If a simulator can't approximate the key causal relationships in the real world, such as the impact of slippery roads on braking distance, the probability of false detection of stationary objects under backlight, and the game strategies of other vehicles during lane - changing, the "corner cases" it generates may be false. Optimizing based on false problems is like wasting R & D resources on illusions.
In the view of many people, the bottleneck of the world model lies in data and computing power. However, Xia Zhongpu, the former person - in - charge of the "end - to - end" model for assisted driving at Li Auto, agrees more with Yann LeCun's view: "There hasn't been a major breakthrough in the world model algorithm. The self - supervised training of image models hasn't found a smooth paradigm like that of language models."
One reason why language models can be rapidly scaled up is that language itself has a high information density, and each word carries clear semantic constraints. In contrast, the information density of images is low, and for "driving decisions", only a very small part of the information in an image is useful.
For example, the model doesn't need to predict the trajectory of a car far behind or the changes in distant buildings. These are all noisy data. However, it must predict whether the car in front of the current lane will suddenly brake hard, whether the adjacent car will cut in, and whether a pedestrian will suddenly cross the road. The model first needs to know "where to focus its attention".
"Currently, intelligent driving algorithms can't extract enough image information useful for driving," said Xia Zhongpu. An image may have millions of pixels, but only about 20 pixels are related to decision - making, and the rest are noise. The model first needs to learn to extract that 1‰ or even 1‱ of effective signals from the noise before it can talk about how to organize the signals into a structure for reasoning and prediction.
In Xia Zhongpu's view, since the world model algorithm hasn't made a breakthrough, it's too early to talk about whether there's enough data or how much computing power is needed. Also, because there hasn't been a clear breakthrough in the basic technology of the world model, the investment of automobile companies is more for research purposes, and even some automobile company bosses are confused about it.
If the world model is well - developed and the computing power can support it, it can be deployed on the vehicle side. "Currently in China, the world model is basically used as a simulation system, and the understanding of the technology at the intelligent driving decision - making level isn't deep enough," said Xia Zhongpu.

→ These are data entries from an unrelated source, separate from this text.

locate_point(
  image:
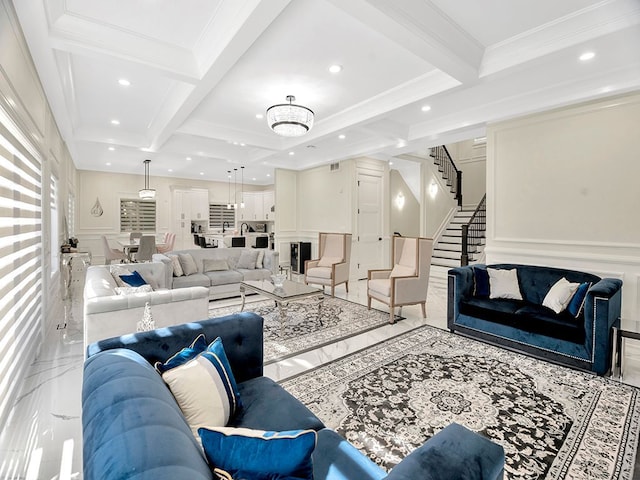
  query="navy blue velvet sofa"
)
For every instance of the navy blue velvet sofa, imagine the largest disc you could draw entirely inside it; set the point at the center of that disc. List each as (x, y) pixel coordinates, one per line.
(527, 326)
(133, 428)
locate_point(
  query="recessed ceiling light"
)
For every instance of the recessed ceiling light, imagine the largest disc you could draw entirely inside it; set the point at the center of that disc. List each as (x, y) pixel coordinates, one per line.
(586, 56)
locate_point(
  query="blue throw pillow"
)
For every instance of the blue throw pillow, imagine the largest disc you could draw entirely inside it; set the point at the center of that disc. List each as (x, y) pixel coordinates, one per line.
(134, 279)
(480, 282)
(576, 305)
(259, 455)
(198, 346)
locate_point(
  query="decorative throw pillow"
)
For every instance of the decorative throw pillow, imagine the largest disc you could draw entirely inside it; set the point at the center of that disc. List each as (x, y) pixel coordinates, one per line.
(177, 268)
(205, 388)
(130, 290)
(248, 259)
(329, 261)
(133, 279)
(260, 259)
(480, 282)
(214, 265)
(559, 295)
(116, 271)
(258, 454)
(576, 304)
(146, 323)
(504, 284)
(402, 271)
(198, 346)
(187, 263)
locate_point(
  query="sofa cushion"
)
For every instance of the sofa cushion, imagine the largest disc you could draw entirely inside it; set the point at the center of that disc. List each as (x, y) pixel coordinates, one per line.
(214, 265)
(223, 277)
(258, 454)
(195, 280)
(480, 282)
(205, 388)
(247, 259)
(504, 284)
(260, 395)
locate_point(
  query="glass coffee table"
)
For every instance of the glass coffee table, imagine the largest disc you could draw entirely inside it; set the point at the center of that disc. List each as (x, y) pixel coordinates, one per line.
(282, 296)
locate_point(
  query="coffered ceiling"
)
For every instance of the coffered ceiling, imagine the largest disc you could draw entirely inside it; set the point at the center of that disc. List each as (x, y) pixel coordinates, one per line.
(415, 73)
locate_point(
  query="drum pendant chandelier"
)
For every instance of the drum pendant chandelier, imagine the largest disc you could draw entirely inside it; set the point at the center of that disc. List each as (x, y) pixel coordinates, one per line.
(288, 119)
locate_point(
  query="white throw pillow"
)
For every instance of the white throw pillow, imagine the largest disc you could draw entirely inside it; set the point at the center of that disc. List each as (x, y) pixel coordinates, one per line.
(402, 271)
(177, 268)
(187, 263)
(328, 261)
(560, 295)
(504, 284)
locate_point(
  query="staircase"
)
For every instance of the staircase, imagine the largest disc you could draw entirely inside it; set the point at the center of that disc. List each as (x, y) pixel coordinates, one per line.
(448, 249)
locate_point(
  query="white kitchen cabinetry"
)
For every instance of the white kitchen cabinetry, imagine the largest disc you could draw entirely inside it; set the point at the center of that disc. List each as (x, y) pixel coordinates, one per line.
(257, 207)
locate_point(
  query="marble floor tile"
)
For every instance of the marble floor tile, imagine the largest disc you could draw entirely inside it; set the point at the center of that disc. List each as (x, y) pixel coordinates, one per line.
(42, 439)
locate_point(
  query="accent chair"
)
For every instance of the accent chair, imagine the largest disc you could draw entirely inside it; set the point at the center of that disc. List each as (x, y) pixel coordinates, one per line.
(332, 268)
(111, 254)
(407, 282)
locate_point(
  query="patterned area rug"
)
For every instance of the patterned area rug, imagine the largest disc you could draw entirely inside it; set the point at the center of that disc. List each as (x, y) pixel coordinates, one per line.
(553, 422)
(302, 331)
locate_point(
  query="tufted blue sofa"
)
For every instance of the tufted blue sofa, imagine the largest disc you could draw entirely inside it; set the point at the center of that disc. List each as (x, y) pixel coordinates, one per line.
(527, 326)
(133, 428)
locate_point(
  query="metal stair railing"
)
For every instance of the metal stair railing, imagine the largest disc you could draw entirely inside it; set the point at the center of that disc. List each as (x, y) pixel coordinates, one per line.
(450, 172)
(474, 231)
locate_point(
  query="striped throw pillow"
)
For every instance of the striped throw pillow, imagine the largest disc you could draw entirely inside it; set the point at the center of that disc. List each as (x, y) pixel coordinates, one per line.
(204, 388)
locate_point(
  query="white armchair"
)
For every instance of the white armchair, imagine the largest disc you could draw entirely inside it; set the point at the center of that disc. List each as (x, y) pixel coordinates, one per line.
(332, 268)
(407, 282)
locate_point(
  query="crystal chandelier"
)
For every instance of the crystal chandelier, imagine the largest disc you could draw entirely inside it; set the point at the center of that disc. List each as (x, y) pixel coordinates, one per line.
(147, 193)
(290, 120)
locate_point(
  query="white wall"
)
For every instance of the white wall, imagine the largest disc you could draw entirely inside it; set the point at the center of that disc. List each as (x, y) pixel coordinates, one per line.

This can also explain an apparent contradiction: why all companies are talking about the world model, but users don't feel much difference. It's because most people's world models are still in the first stage of "training and verification" and haven't entered the second stage of "supporting decision - making and planning".
"Deploying the world model on the end - side is the most difficult," said Xia Zhongpu.
Currently, no company has applied the world model on the end - side. He also pointed out that "using large - model methods to model the physical world, predicting the development and changes of the world through interaction with the physical world, and then influencing the world to develop in a favorable direction through decision - making. If the world model can reach this level, problems related to autonomous driving and robots can be solved."